Diabetes UK shocked that NHS fails to provide full care to thousands

Louise Prime

Thursday, 25 November 2010

Almost a quarter of people with diabetes are not getting the foot checks they need, and diabetes results in about 70 amputations a week in England, 80% of which were potentially preventable, shows a Government report out today. The NHS atlas of variation in healthcare shows that the amputation rate varies twofold between different strategic health authorities (SHAs).

But in areas with integrated multidisciplinary specialist diabetes foot teams (MDT), the amputation rate has fallen dramatically. In Ipswich, it fell over an 11-year period to only a fifth of the rate before the MDT was established.
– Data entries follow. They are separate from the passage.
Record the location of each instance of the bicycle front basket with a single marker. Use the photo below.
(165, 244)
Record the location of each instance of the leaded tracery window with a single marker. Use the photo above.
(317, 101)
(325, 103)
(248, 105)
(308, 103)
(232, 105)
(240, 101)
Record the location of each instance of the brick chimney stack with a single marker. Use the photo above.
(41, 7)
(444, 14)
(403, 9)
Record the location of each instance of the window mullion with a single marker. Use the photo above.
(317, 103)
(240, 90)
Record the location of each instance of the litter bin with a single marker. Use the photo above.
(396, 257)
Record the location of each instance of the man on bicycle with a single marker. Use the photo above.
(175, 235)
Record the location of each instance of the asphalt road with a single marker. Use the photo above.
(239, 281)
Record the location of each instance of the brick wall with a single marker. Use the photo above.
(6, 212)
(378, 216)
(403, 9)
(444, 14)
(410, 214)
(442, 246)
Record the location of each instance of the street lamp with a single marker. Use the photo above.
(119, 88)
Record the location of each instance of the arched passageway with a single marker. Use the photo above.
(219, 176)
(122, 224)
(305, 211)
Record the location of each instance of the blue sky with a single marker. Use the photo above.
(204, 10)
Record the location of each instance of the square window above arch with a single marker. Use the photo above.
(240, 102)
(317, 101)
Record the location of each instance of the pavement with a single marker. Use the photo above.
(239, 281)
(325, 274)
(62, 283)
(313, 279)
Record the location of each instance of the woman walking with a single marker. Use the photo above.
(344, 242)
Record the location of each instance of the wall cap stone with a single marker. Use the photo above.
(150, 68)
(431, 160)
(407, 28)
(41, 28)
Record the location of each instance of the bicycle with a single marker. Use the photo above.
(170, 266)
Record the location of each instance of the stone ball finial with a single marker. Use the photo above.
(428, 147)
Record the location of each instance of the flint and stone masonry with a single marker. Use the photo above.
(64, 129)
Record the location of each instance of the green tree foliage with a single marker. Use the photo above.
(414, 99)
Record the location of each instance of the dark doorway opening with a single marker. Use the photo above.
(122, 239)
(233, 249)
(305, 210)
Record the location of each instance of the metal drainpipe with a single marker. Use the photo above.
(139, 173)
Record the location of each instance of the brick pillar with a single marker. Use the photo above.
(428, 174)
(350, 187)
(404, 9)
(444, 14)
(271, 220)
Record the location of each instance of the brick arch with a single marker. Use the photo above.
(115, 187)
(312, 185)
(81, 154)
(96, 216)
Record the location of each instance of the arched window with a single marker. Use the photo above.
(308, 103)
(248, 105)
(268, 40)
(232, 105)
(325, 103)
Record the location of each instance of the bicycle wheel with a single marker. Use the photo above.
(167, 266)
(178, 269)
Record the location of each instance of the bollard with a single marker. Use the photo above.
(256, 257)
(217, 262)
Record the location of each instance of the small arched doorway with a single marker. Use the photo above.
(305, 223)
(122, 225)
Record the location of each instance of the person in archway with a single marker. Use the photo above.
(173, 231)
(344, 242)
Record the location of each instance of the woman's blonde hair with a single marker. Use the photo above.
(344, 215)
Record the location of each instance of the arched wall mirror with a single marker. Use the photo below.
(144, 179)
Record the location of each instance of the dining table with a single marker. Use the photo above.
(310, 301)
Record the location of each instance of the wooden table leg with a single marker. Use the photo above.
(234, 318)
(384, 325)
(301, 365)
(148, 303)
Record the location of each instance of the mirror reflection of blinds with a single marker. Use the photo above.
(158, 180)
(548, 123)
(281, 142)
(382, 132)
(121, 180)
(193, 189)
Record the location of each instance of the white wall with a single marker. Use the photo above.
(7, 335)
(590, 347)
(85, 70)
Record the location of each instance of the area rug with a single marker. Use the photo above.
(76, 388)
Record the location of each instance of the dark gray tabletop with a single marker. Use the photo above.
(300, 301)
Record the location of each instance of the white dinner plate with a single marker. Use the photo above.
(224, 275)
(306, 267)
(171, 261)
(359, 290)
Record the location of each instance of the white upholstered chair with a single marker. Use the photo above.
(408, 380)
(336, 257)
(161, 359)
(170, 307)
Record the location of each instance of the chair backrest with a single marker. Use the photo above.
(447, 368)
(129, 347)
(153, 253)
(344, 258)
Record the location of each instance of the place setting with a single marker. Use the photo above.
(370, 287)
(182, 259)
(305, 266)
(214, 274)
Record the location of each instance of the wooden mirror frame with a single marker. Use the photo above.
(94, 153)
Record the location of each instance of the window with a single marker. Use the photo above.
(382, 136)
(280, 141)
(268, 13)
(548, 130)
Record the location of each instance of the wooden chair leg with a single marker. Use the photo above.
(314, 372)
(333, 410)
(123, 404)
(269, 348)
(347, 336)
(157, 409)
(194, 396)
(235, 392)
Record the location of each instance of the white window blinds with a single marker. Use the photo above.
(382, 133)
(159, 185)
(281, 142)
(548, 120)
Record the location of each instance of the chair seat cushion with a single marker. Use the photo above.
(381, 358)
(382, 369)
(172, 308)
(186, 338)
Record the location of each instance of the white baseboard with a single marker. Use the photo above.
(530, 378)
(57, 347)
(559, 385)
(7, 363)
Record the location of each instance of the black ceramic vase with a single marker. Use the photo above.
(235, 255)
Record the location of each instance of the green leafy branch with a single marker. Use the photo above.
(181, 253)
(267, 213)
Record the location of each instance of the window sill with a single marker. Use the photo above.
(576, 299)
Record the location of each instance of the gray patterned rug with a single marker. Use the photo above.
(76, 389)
The Atlas also showed that only 50.8% of people with type 2 diabetes, and 32.2% of those with type 1 diabetes, had received all nine of the key care processes that are recommended in diabetes, including blood pressure measurement and eye and foot checks.
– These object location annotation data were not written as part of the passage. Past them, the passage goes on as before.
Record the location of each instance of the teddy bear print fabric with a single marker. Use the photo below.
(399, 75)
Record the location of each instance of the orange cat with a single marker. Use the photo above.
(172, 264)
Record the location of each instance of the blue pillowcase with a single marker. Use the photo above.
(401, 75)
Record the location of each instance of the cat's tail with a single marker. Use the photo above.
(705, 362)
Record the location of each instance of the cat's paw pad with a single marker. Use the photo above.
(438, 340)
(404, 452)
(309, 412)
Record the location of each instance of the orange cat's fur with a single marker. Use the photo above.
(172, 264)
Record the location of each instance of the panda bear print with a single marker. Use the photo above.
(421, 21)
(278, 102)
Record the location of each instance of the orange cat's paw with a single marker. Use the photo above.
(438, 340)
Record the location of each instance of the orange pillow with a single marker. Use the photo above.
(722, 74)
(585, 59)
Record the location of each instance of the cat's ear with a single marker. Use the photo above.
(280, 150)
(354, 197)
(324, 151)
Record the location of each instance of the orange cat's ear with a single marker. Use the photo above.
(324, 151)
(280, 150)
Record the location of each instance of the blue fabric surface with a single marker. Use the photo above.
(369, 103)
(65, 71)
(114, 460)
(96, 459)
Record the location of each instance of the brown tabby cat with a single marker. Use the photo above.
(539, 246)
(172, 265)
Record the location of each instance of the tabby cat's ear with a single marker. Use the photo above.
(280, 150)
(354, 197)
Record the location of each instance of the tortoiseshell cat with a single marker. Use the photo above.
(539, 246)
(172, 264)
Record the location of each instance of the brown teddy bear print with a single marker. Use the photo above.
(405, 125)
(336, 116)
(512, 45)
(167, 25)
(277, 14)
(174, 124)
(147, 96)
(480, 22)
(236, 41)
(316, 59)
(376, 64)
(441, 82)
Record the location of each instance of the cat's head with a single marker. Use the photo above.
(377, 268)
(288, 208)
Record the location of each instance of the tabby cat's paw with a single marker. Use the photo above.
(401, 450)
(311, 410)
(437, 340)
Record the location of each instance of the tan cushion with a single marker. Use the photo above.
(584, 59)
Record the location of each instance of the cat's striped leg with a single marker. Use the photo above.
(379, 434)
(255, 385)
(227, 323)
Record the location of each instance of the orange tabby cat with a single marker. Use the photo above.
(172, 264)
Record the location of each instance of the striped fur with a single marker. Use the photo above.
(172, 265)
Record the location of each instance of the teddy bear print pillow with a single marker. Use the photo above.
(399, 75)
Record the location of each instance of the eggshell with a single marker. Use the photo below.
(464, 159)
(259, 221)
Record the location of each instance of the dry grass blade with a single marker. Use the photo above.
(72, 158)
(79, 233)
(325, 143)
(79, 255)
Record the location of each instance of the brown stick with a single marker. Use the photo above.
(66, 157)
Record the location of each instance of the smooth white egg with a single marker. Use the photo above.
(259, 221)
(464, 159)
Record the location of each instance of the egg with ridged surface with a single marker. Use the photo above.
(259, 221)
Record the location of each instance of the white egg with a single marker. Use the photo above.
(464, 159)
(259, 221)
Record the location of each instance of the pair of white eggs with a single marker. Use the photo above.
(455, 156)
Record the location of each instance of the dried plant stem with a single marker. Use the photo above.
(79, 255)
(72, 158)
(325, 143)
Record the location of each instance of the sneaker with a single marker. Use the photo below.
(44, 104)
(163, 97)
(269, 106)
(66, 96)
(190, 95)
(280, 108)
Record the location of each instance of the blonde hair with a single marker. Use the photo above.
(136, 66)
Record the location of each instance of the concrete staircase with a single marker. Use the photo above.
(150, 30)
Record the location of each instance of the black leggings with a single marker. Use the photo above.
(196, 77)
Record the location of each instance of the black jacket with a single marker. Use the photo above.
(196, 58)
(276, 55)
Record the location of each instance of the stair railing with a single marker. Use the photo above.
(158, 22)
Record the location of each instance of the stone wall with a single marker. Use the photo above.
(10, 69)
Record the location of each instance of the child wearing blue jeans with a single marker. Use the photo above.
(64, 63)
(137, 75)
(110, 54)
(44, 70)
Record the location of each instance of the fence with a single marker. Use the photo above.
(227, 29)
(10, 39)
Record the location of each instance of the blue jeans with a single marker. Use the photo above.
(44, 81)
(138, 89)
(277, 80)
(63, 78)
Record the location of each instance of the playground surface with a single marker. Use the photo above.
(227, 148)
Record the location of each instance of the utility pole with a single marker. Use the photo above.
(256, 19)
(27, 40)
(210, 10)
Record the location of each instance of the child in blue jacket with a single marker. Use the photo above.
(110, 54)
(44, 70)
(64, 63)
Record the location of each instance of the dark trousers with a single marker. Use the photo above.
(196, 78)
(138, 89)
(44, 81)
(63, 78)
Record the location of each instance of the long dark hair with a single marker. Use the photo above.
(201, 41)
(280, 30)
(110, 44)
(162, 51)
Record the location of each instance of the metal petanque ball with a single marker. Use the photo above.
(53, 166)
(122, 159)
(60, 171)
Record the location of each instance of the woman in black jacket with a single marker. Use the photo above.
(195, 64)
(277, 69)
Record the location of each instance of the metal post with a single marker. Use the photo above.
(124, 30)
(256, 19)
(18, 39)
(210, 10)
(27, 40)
Barbara Young, chief executive of Diabetes UK, told Radio 4’s Today programme this morning: “We very much want to shine a spotlight on those areas with poorer care but also to inform patients about the level of care they should expect right across the country.”

She later added in a statement: “Diabetes UK is seriously concerned that less than half of people with diabetes have received all nine health checks. This demonstrates that the NHS is failing to provide universally high quality care across the country and shows that diabetes care is still a postcode lottery.

“With access to high quality care, patient education and effective diabetes management, there is no reason why people with diabetes should not live long and healthy lives. The devastating impact on some of the 2.3 million people in England with diabetes must not be dependent on geography.

“Most people with diabetes see their healthcare team only once a year for a few hours. The annual review is vital for picking up any health changes and signs of complications and can often be the only chance for people to discuss their management and treatment with their healthcare professionals. The nine checks are the minimum gold standard of diabetes care.

“The existing situation around foot care and amputations is shocking, given that the majority of amputations can be prevented. Diabetes is the single most common cause of lower-limb amputation in the UK . Foot checks as part of the annual review should be a given and any injuries or ulcers that are detected need to be assessed as soon as possible by an expert team. The longer they are left untreated, the greater the risk of deterioration and loss of the limb.

“Good diabetes care relies on a team of specialist healthcare professionals to provide the care and to empower the people they care for. People across the country should have a right to expect standard levels of good practice to support them with their serious condition.”